Qiu Yelan não esperava tamanha eficiência e, surpresa, comentou: “Dizem que esse Deng Yi vive no Palácio do Príncipe Guangyang, será que vai conseguir encontrá-lo?”

“O pequeno lorde Ling trata o herdeiro do príncipe Guangyang como primo, e Deng Yi é parente deles também. Basta pedir ao pequeno lorde Ling que o convide para um encontro, não haverá problema algum.” respondeu calmamente Ruan Qingyan.

Qiu Yelan sabia que ele mal tinha acabado de conhecer o pequeno lorde Ling e já iria lhe pedir um favor — mesmo oferecendo um grande presente, poderia ser desprezado, e um passo em falso poderia arruinar a relação. Para alguém que prestaria os exames oficiais na primavera, as conexões feitas agora seriam essenciais no futuro, e gastá-las por sua causa era como podar os primeiros brotos de uma árvore cuidadosamente cultivada!

Ainda assim, Ruan Qingyan não hesitou nem por um instante!

Qiu Yelan olhou para ele, emocionada: “Primo, você é mesmo muito bom para mim.”

“Minha mãe morreu cedo. Antes de morrer, meu pai me deixou uma grande soma, mais até do que aos meus irmãos.” Ruan Qingyan parecia adivinhar suas dúvidas e, caminhando um pouco à frente para protegê-la do vento, comentou calmamente: “Por isso eles não gostam de mim e, assim que terminou o luto do meu pai, quiseram me vender para o exterior e ficar com a minha herança. Felizmente, um servo fiel me avisou em segredo. Mas, sozinho em casa, não pude resistir e só consegui vender os bens às pressas e fugir.”

Ele olhou para Qiu Yelan: “Não tenho mais ninguém para recorrer, só me lembrei de que meu pai mencionou ter servido sob as ordens do velho general Ruan, então vim buscar sua proteção.
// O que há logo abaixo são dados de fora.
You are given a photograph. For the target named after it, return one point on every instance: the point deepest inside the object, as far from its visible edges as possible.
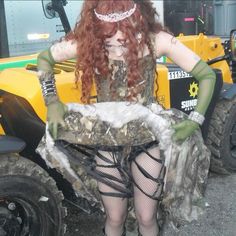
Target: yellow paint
(24, 83)
(207, 48)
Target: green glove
(183, 130)
(55, 117)
(206, 78)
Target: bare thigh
(145, 205)
(114, 206)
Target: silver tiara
(115, 17)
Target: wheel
(30, 203)
(221, 138)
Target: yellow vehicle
(23, 116)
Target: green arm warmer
(206, 78)
(45, 61)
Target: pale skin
(145, 207)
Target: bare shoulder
(163, 41)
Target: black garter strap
(84, 156)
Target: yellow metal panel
(162, 86)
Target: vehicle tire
(30, 203)
(221, 138)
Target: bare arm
(168, 45)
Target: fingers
(178, 125)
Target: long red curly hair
(90, 34)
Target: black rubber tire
(219, 140)
(23, 181)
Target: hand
(183, 130)
(55, 117)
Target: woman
(117, 43)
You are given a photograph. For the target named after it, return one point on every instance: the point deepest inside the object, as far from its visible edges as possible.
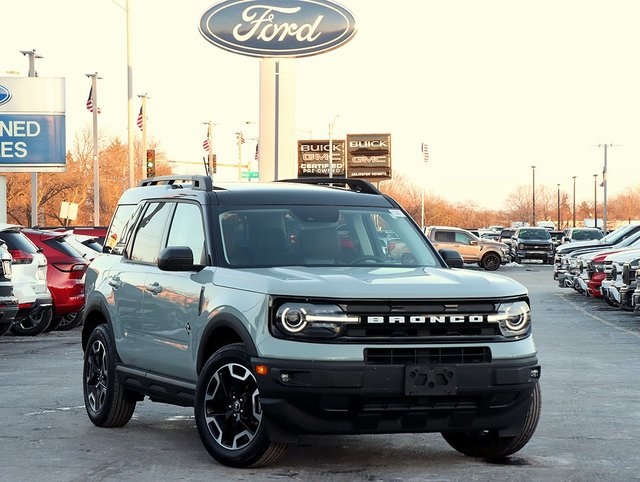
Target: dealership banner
(32, 124)
(369, 156)
(313, 158)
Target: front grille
(427, 356)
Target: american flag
(90, 101)
(425, 152)
(140, 120)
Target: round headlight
(293, 320)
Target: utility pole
(574, 201)
(533, 170)
(604, 185)
(34, 175)
(96, 163)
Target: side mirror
(176, 258)
(452, 258)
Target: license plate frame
(422, 380)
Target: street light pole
(533, 170)
(595, 200)
(558, 207)
(96, 163)
(574, 201)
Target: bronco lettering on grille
(426, 319)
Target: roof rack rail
(357, 185)
(198, 182)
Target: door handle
(154, 288)
(115, 282)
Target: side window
(444, 236)
(149, 237)
(187, 230)
(463, 238)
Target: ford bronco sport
(274, 310)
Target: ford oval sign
(5, 95)
(277, 28)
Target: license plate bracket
(424, 380)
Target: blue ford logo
(5, 95)
(277, 28)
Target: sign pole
(34, 175)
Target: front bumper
(357, 398)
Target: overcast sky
(493, 87)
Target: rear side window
(150, 235)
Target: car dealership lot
(589, 429)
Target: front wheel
(228, 412)
(107, 402)
(490, 262)
(488, 445)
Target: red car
(65, 276)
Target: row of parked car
(42, 276)
(606, 268)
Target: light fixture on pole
(574, 201)
(595, 200)
(533, 171)
(331, 124)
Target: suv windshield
(534, 234)
(322, 236)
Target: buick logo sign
(5, 95)
(277, 28)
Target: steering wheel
(368, 259)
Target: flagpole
(143, 123)
(96, 164)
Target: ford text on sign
(32, 124)
(277, 28)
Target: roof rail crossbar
(357, 185)
(198, 182)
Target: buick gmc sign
(277, 28)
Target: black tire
(4, 328)
(33, 325)
(228, 412)
(70, 321)
(488, 445)
(107, 402)
(490, 262)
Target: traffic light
(151, 162)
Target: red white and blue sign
(32, 124)
(277, 28)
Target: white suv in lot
(274, 310)
(29, 276)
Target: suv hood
(370, 282)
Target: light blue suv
(274, 310)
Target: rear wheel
(486, 444)
(107, 402)
(490, 262)
(33, 324)
(228, 411)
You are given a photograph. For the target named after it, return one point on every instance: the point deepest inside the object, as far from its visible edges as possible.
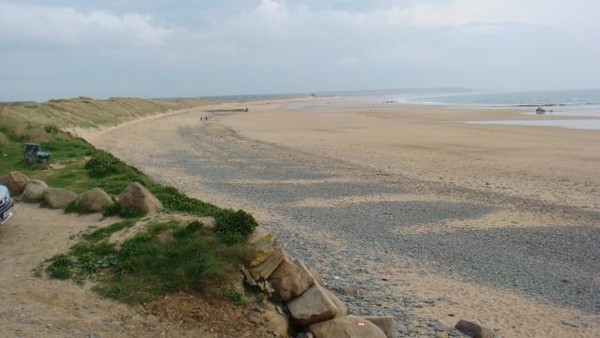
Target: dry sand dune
(525, 181)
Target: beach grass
(142, 268)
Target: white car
(6, 204)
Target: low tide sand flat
(433, 219)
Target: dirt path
(212, 161)
(34, 306)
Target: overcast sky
(173, 48)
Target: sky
(174, 48)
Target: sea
(573, 109)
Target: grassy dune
(84, 111)
(144, 268)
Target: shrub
(101, 164)
(234, 226)
(131, 212)
(235, 297)
(60, 267)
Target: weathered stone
(58, 198)
(208, 222)
(346, 327)
(385, 323)
(166, 236)
(261, 244)
(289, 281)
(15, 182)
(95, 200)
(341, 306)
(34, 191)
(267, 265)
(137, 196)
(315, 305)
(473, 329)
(276, 322)
(265, 255)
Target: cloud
(32, 26)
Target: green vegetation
(22, 117)
(147, 265)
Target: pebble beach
(404, 210)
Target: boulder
(289, 281)
(315, 305)
(137, 196)
(385, 323)
(166, 236)
(473, 329)
(58, 198)
(94, 200)
(15, 182)
(276, 322)
(271, 261)
(346, 327)
(265, 254)
(34, 191)
(208, 222)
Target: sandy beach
(433, 219)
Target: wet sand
(431, 217)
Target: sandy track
(231, 159)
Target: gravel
(557, 264)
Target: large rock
(94, 200)
(265, 255)
(137, 196)
(58, 198)
(385, 323)
(15, 182)
(34, 191)
(473, 329)
(315, 305)
(346, 327)
(289, 281)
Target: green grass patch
(144, 268)
(105, 232)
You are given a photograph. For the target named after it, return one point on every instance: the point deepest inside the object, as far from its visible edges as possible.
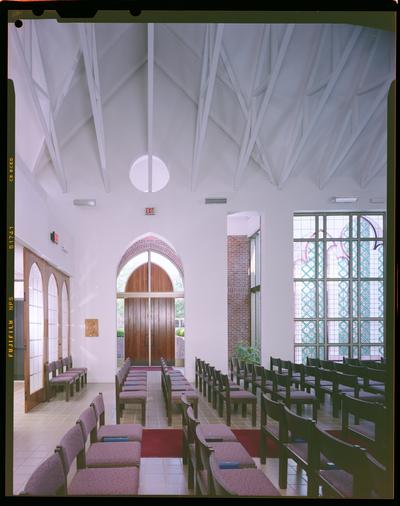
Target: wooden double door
(149, 319)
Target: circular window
(139, 174)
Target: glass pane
(355, 332)
(337, 298)
(355, 226)
(303, 227)
(371, 259)
(258, 257)
(321, 335)
(302, 352)
(371, 226)
(36, 328)
(321, 231)
(252, 262)
(337, 226)
(371, 332)
(305, 299)
(321, 299)
(337, 259)
(321, 259)
(258, 321)
(65, 320)
(337, 352)
(371, 352)
(354, 259)
(305, 332)
(304, 259)
(18, 289)
(338, 331)
(52, 320)
(253, 318)
(354, 299)
(371, 298)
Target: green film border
(384, 19)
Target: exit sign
(54, 237)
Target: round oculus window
(139, 174)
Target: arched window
(339, 286)
(36, 326)
(65, 320)
(53, 319)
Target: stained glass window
(338, 285)
(36, 329)
(53, 319)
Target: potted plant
(244, 352)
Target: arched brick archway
(152, 243)
(150, 311)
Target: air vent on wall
(344, 200)
(85, 202)
(220, 200)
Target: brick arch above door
(154, 244)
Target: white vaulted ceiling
(288, 100)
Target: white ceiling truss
(88, 45)
(31, 55)
(271, 96)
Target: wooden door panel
(162, 330)
(137, 330)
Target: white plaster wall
(198, 233)
(36, 216)
(101, 235)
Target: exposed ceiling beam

Chegando aqui, descobri que o velho general não tinha netos, então aceitei ser o neto adotivo da família Ruan.”

“Portanto, agora meus únicos parentes, além do velho general, são você.” Ruan Qingyan suspirou. “Considero você como uma irmã de verdade.”

“Meu irmão de sangue morreu cedo, então o primo é meu irmão.” Qiu Yelan respondeu docemente, mas no fundo ainda estava meio desconfiada. Talvez por já ter visto tantas traições na vida anterior, achava difícil acreditar em algo tão bom caindo do céu… Bem, essas coisas nunca pareciam confiáveis.

Ruan Qingyan desviou o olhar, e só depois de um instante voltou-se para ela: “Não sabia que você vinha, então não arrumei o quarto. Faça assim: fique com meu quarto, os outros estão há anos sem uso, faz mal para a saúde.”

“E você, primo?” Qiu Yelan perguntou, surpresa.

“Vou cuidar do avô, faço minha cama no cômodo ao lado do dele, não tem problema.” Ruan Qingyan respondeu sem dar importância. “Só a mamãe Zhou e Suhe vão te servir, é pouco. Vou colocar Chunran e Xiaran, duas criadas que me acompanham há anos e são de confiança, ao seu serviço também.”

Assim, pouco depois, os dois foram visitar o velho general Ruan novamente, e Qiu Yelan foi levada por Ruan Qingyan para o “Jardim das Rosas Verdes”, onde ele morava, e ajeitou sua bagagem.

“Se precisar de algo, é só pedir a Chunran e Xiaran.” Depois de examinar a bagagem simples de Qiu Yelan, Ruan Qingyan ordenou a Ruan An que anotasse uma longa lista para comprar tudo no dia seguinte. Mesmo assim, não se cansava de repetir: “Não se prive de nada!”

Também permitiu que ela usasse à vontade tudo em seu quarto, sem se preocupar caso algo se quebrasse.

Quando finalmente conseguiu se livrar do primo repentinamente tão atencioso, Qiu Yelan arrumou tarefas para Chunran e Xiaran e, batendo na mesa, interrogou Suhe em tom severo: “Quem te ensinou a se intrometer daquele jeito?! Ou foi ideia sua?!”